Já do lado dos pacientes, é preciso cuidar da sua privacidade – bloqueando as contas e aparelhos com senhas e usando sempre fones de ouvido, por exemplo – e dispor de um espaço adequado, uma boa conexão de internet (especialmente para videoconferências) e ter tempo disponível para dedicar àquele atendimento.
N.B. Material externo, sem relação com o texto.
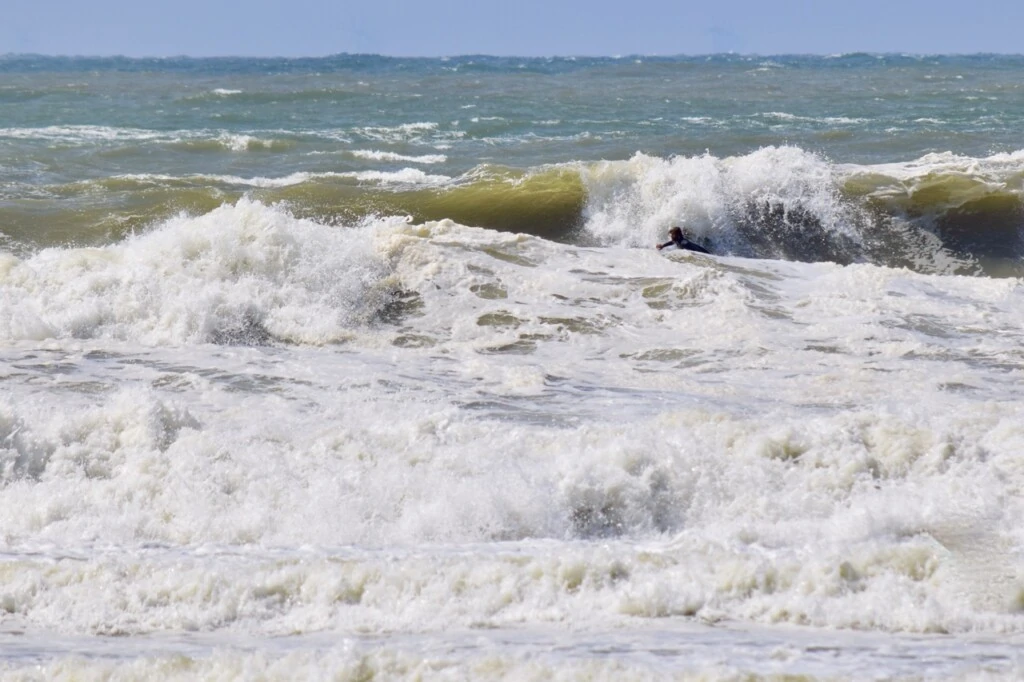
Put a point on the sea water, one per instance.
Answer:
(360, 368)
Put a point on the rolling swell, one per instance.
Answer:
(940, 214)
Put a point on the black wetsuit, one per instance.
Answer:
(683, 243)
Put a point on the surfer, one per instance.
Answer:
(682, 241)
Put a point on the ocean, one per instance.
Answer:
(361, 368)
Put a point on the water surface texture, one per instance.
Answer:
(363, 368)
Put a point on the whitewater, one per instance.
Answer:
(368, 369)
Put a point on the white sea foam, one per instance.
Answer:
(374, 155)
(450, 428)
(635, 202)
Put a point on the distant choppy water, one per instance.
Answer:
(366, 368)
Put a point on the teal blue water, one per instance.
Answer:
(93, 148)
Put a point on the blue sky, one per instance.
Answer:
(524, 28)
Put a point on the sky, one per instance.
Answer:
(520, 28)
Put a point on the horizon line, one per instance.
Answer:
(631, 55)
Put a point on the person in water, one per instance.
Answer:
(682, 241)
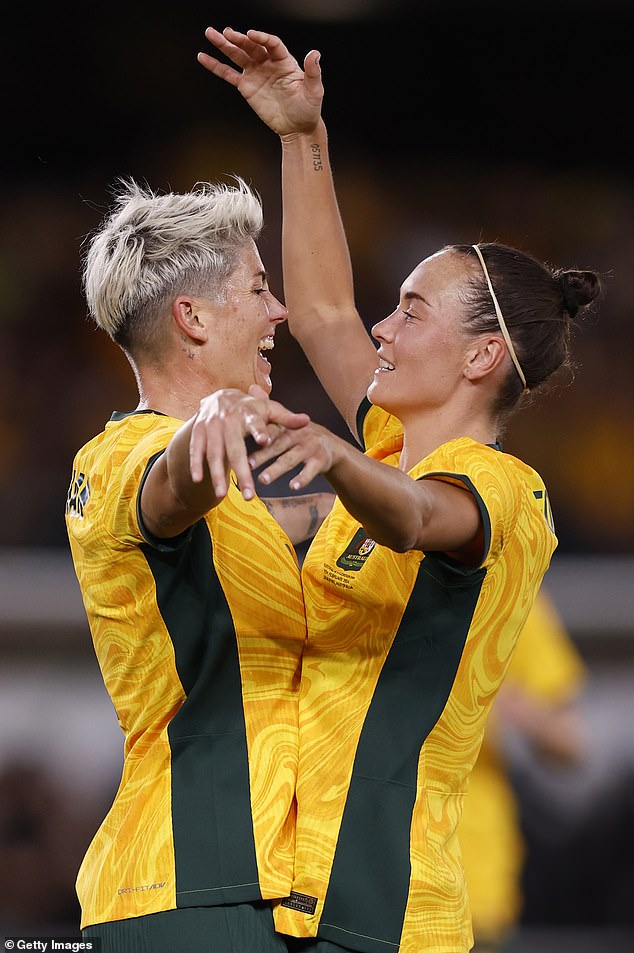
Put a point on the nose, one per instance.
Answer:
(382, 330)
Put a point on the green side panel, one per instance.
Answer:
(211, 806)
(367, 894)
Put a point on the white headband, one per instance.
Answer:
(501, 321)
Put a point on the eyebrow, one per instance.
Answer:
(414, 296)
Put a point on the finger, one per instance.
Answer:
(271, 43)
(306, 475)
(278, 414)
(312, 69)
(257, 427)
(252, 48)
(256, 391)
(281, 441)
(228, 73)
(197, 444)
(285, 462)
(236, 455)
(232, 50)
(210, 449)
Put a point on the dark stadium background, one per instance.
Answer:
(449, 121)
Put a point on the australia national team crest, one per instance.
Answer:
(78, 495)
(356, 552)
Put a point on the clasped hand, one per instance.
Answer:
(228, 417)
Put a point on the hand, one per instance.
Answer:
(287, 98)
(309, 444)
(224, 419)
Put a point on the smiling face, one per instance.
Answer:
(423, 344)
(241, 327)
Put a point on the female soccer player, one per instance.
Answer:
(421, 578)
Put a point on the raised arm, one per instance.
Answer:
(318, 283)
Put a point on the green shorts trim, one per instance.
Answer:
(234, 928)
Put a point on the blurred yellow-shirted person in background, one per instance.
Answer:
(539, 699)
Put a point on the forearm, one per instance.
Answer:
(316, 261)
(389, 505)
(300, 516)
(318, 283)
(171, 501)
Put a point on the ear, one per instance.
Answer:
(484, 357)
(187, 315)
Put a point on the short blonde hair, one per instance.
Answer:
(151, 247)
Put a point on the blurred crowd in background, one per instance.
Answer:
(449, 122)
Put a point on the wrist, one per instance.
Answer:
(302, 137)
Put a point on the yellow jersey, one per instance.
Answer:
(404, 656)
(199, 642)
(547, 665)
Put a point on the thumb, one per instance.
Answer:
(312, 69)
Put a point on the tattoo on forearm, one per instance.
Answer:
(314, 519)
(316, 151)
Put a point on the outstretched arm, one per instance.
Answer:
(192, 476)
(318, 281)
(395, 510)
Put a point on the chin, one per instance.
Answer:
(375, 397)
(265, 383)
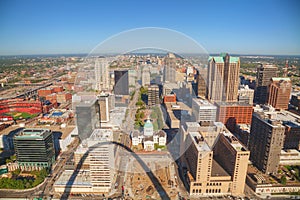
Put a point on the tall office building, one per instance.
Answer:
(34, 149)
(121, 86)
(96, 155)
(102, 74)
(169, 75)
(87, 117)
(231, 113)
(265, 142)
(146, 76)
(202, 110)
(105, 104)
(153, 95)
(218, 170)
(201, 86)
(234, 158)
(223, 78)
(279, 92)
(263, 77)
(246, 94)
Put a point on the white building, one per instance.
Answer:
(203, 110)
(145, 76)
(148, 144)
(148, 128)
(245, 94)
(102, 74)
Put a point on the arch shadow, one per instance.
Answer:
(161, 191)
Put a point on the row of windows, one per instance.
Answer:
(207, 191)
(213, 184)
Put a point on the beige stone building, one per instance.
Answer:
(217, 170)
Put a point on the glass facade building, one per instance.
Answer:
(34, 148)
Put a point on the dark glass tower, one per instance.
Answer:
(34, 148)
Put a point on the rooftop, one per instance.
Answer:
(204, 103)
(81, 179)
(32, 133)
(235, 143)
(199, 142)
(221, 103)
(217, 170)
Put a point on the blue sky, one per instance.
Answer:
(234, 26)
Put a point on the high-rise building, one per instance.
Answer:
(153, 95)
(223, 78)
(87, 117)
(295, 101)
(96, 155)
(146, 76)
(263, 77)
(231, 113)
(265, 142)
(218, 170)
(246, 94)
(279, 92)
(169, 75)
(121, 86)
(234, 158)
(202, 110)
(201, 86)
(148, 128)
(102, 74)
(105, 104)
(34, 149)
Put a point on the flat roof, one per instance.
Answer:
(32, 133)
(217, 170)
(204, 104)
(201, 146)
(221, 103)
(81, 179)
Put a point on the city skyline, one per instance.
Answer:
(262, 28)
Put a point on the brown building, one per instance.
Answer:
(295, 101)
(153, 95)
(171, 98)
(63, 97)
(201, 86)
(279, 93)
(44, 92)
(265, 142)
(223, 78)
(216, 171)
(234, 113)
(263, 77)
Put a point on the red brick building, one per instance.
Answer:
(171, 98)
(279, 93)
(232, 113)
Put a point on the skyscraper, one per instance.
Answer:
(145, 76)
(34, 149)
(218, 170)
(121, 86)
(87, 117)
(223, 78)
(263, 77)
(102, 74)
(266, 141)
(104, 101)
(153, 95)
(246, 94)
(169, 75)
(279, 92)
(201, 86)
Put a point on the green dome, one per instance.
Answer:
(148, 124)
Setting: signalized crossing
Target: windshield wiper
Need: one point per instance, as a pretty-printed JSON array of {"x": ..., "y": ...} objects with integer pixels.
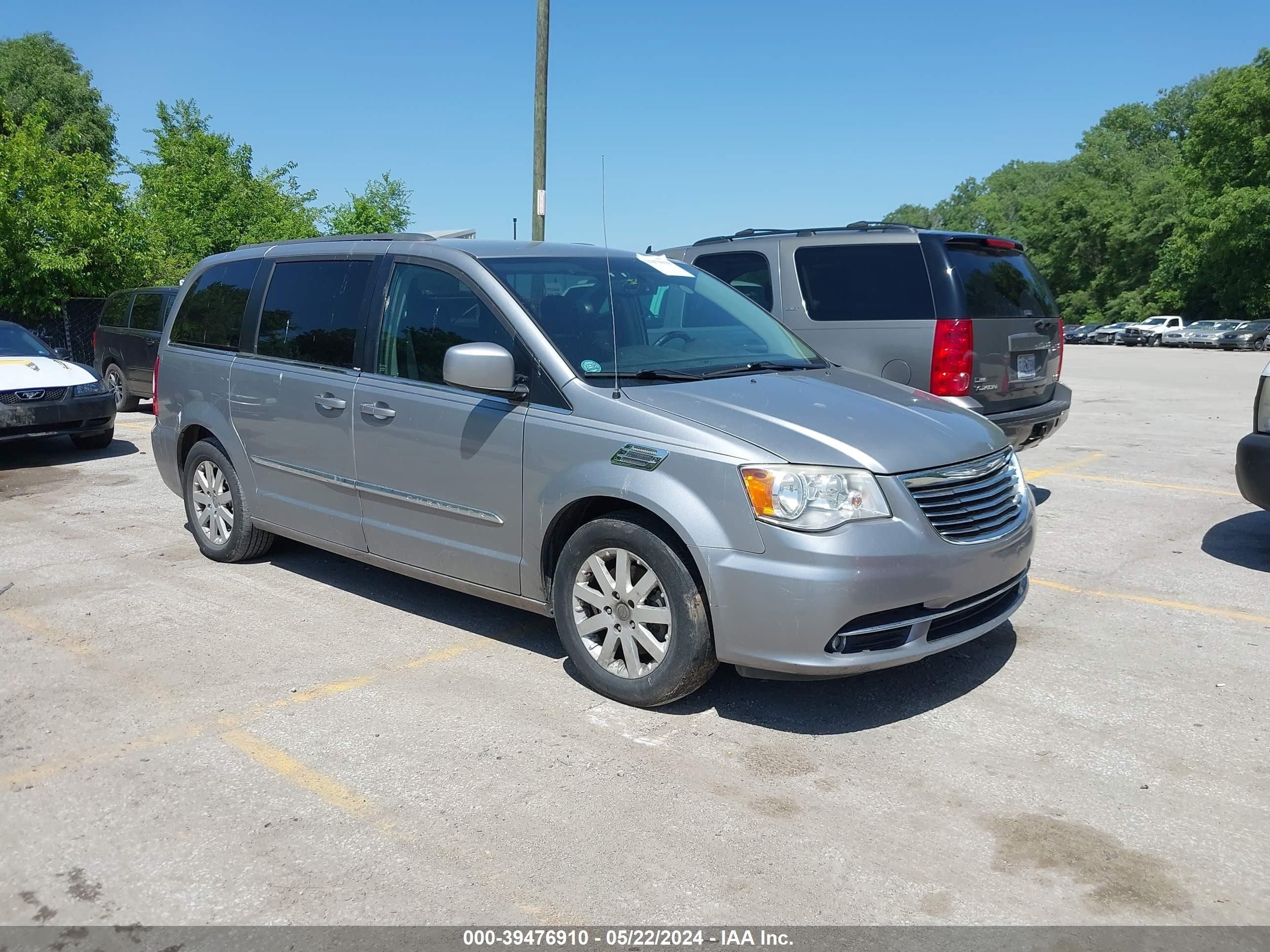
[
  {"x": 651, "y": 374},
  {"x": 759, "y": 366}
]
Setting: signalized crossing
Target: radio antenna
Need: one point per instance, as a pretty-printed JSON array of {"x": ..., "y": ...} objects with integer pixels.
[{"x": 612, "y": 304}]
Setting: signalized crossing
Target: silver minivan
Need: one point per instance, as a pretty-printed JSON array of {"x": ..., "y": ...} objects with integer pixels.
[
  {"x": 960, "y": 315},
  {"x": 619, "y": 441}
]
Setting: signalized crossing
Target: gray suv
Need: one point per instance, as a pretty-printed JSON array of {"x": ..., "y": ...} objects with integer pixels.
[
  {"x": 619, "y": 441},
  {"x": 963, "y": 316}
]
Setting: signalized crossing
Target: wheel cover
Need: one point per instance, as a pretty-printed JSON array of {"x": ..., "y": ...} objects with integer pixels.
[
  {"x": 214, "y": 504},
  {"x": 621, "y": 613},
  {"x": 115, "y": 384}
]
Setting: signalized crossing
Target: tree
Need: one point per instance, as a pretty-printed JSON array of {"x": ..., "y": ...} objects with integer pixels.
[
  {"x": 67, "y": 229},
  {"x": 384, "y": 207},
  {"x": 201, "y": 195},
  {"x": 41, "y": 74}
]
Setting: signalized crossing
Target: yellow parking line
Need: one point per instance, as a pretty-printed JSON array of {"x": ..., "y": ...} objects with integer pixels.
[
  {"x": 281, "y": 763},
  {"x": 1154, "y": 485},
  {"x": 1062, "y": 468},
  {"x": 1150, "y": 601},
  {"x": 30, "y": 776}
]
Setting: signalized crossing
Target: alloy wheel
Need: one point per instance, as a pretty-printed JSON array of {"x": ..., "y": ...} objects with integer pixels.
[
  {"x": 621, "y": 612},
  {"x": 214, "y": 506},
  {"x": 115, "y": 384}
]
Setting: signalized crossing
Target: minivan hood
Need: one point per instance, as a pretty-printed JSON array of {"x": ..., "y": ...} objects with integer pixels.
[{"x": 831, "y": 418}]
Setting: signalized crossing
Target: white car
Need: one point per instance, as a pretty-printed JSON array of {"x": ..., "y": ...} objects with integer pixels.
[
  {"x": 1150, "y": 333},
  {"x": 45, "y": 395}
]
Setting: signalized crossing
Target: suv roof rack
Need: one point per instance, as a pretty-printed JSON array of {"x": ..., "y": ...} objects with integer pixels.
[
  {"x": 854, "y": 226},
  {"x": 387, "y": 237}
]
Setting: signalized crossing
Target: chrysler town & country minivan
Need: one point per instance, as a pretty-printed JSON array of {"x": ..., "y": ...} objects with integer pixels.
[{"x": 619, "y": 441}]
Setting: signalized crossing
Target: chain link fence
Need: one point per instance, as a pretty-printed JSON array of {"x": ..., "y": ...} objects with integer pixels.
[{"x": 70, "y": 328}]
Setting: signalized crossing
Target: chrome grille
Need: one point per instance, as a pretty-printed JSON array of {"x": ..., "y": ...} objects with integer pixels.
[
  {"x": 972, "y": 502},
  {"x": 46, "y": 395}
]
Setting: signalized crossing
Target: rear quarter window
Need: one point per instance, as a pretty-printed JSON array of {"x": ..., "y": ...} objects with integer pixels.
[
  {"x": 211, "y": 315},
  {"x": 115, "y": 312},
  {"x": 884, "y": 282}
]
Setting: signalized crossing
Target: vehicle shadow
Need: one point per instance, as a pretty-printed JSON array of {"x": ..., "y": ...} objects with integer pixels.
[
  {"x": 431, "y": 603},
  {"x": 1244, "y": 541},
  {"x": 856, "y": 704},
  {"x": 58, "y": 451}
]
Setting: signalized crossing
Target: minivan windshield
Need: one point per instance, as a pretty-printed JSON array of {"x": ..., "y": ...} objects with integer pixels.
[
  {"x": 673, "y": 322},
  {"x": 16, "y": 342}
]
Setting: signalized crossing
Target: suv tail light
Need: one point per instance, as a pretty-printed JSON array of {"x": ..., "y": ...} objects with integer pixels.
[
  {"x": 953, "y": 357},
  {"x": 1059, "y": 349}
]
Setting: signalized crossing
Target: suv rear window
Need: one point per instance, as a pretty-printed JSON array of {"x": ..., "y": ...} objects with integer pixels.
[
  {"x": 116, "y": 311},
  {"x": 211, "y": 315},
  {"x": 746, "y": 271},
  {"x": 1000, "y": 282},
  {"x": 884, "y": 282}
]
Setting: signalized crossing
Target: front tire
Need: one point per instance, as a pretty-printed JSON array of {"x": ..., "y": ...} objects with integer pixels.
[
  {"x": 118, "y": 386},
  {"x": 98, "y": 441},
  {"x": 630, "y": 613},
  {"x": 216, "y": 510}
]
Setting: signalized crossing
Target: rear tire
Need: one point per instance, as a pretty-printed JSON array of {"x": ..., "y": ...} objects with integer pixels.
[
  {"x": 118, "y": 386},
  {"x": 623, "y": 594},
  {"x": 98, "y": 441},
  {"x": 216, "y": 510}
]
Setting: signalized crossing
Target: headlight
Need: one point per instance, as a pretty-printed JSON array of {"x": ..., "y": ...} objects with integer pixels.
[{"x": 813, "y": 498}]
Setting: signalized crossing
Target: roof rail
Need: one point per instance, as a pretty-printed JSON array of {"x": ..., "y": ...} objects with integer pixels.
[
  {"x": 760, "y": 233},
  {"x": 387, "y": 237}
]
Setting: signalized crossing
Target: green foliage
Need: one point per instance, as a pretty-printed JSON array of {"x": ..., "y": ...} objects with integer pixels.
[
  {"x": 67, "y": 229},
  {"x": 1165, "y": 207},
  {"x": 201, "y": 195},
  {"x": 41, "y": 75},
  {"x": 383, "y": 207}
]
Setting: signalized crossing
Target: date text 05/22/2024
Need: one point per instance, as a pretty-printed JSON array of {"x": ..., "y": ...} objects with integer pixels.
[{"x": 625, "y": 938}]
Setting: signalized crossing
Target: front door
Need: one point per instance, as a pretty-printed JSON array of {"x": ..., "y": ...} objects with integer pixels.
[
  {"x": 294, "y": 402},
  {"x": 439, "y": 469}
]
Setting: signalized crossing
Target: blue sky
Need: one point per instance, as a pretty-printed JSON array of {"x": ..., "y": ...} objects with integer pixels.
[{"x": 714, "y": 115}]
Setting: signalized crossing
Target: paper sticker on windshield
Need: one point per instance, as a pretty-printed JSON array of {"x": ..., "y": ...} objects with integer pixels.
[{"x": 666, "y": 266}]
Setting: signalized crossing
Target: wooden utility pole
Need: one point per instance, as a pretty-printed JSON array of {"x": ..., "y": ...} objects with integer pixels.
[{"x": 540, "y": 125}]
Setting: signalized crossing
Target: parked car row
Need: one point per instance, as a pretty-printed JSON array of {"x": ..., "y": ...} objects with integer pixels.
[{"x": 1175, "y": 332}]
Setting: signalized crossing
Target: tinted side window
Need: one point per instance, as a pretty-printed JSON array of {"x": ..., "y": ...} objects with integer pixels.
[
  {"x": 864, "y": 282},
  {"x": 148, "y": 312},
  {"x": 746, "y": 271},
  {"x": 211, "y": 315},
  {"x": 428, "y": 312},
  {"x": 313, "y": 311},
  {"x": 115, "y": 314}
]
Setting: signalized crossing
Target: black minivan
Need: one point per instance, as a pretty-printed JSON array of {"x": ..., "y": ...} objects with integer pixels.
[{"x": 126, "y": 342}]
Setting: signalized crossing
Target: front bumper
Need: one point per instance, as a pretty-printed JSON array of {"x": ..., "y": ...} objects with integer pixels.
[
  {"x": 78, "y": 417},
  {"x": 1029, "y": 427},
  {"x": 775, "y": 612},
  {"x": 1253, "y": 469}
]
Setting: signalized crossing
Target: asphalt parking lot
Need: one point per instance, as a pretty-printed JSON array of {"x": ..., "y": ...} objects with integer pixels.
[{"x": 305, "y": 739}]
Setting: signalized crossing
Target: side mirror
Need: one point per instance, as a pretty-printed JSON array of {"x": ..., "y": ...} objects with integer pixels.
[{"x": 487, "y": 369}]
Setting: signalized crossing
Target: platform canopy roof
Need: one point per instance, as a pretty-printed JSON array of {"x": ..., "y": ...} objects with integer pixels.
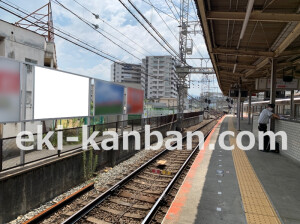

No entanto, acima de qualquer outro cuidado, é preciso ter certeza de o profissional que está do outro lado é confiável. Para isso, é possível buscar pelo nome do psicólogo no E-Psi, o portal de cadastro obrigatório para quem quer realizar atendimentos via internet. Lá, constam todos aqueles que já foram aprovados pelos conselhos regionais e estão cumprindo a legislação e o código de ética profissional. “Nós vamos fiscalizar o profissional, não interessa em que plataforma ele esteja”, garante a conselheira federal. Até o fechamento desta reportagem, 68 psicólogos tinham sido aprovados pelo CRP-PR para realizar atendimentos virtuais.
Regulamentação
O atendimento psicológico pela internet foi regulamentado pela resolução nº 11/2018 do Conselho Federal de Psicologia (CFP), aprovada em 11 de novembro. A normativa previu um prazo de 180 dias para adequação dos profissionais e conselhos regionais às novas regras. A medida revoga a resolução nº 11/2012, que impunha certas limitações à prática – um máximo de 20 encontros de orientação psicológica por meios eletrônicos e exigência de que o profissional tivesse um website próprio, cadastrado junto ao CFP e avaliado pelas unidades regionais do conselho.
A nova legislação (baseada em experiências desenvolvidas em países como Estados Unidos, Canadá e Austrália e na sustentação legal oferecida pelo Marco Civil da Internet, de 2014) autoriza o atendimento online integral. Cabe ao profissional escolher qual ferramenta acredita ser mais adequada a sua técnica e a cada caso: chamadas de vídeo, troca de mensagens de áudio ou texto e quaisquer outras que possam vir a surgir no futuro. Para que possam atender usando ferramentas digitais, é obrigatório que os psicólogos se cadastrem no portal E-Psi, criado pelo próprio CFP, no endereço e-psi.cfp.org.br.
Além da prestação de consultas ou atendimentos psicológicos, a resolução também permite que psicólogos atuem virtualmente em processos de seleção de pessoal. Fica vedado o atendimento por esses meios em casos de emergência e desastres e de indivíduos ou grupos em situações de violação de direitos ou de violência. No caso de crianças e adolescentes, é exigido o consentimento de ao menos um responsável legal.
O debate sobre a utilização das tecnologias de informação e comunicação (TICs) na psicologia vem desde o início da década de 1990 – através de telefone ou e-mail, por exemplo. Segundo a presidente da Comissão de Orientação e Fiscalização do Conselho Regional de Psicologia do Paraná, Ludiana Cardozo Rodrigues, essa discussão foi reaquecida recentemente devido a mais possibilidades tecnológicas e porque ficou claro que as normas da resolução de 2012 não estavam sendo cumpridas.
Nesse sentido, a nova normativa responde a uma demanda – de profissionais que gostariam de realizar esse tipo de atendimento – e elimina a necessidade da criação de um site exclusivamente para divulgação do atendimento online, já que a plataforma será escolhida pelo próprio profissional, aumentando sua autonomia.
“Nunca pensamos, de forma alguma, em acabar com a psicoterapia presencial. Não é essa a intenção”, destaca Ludiana. “A gente vê como uma possibilidade para o acolhimento dessas pessoas”.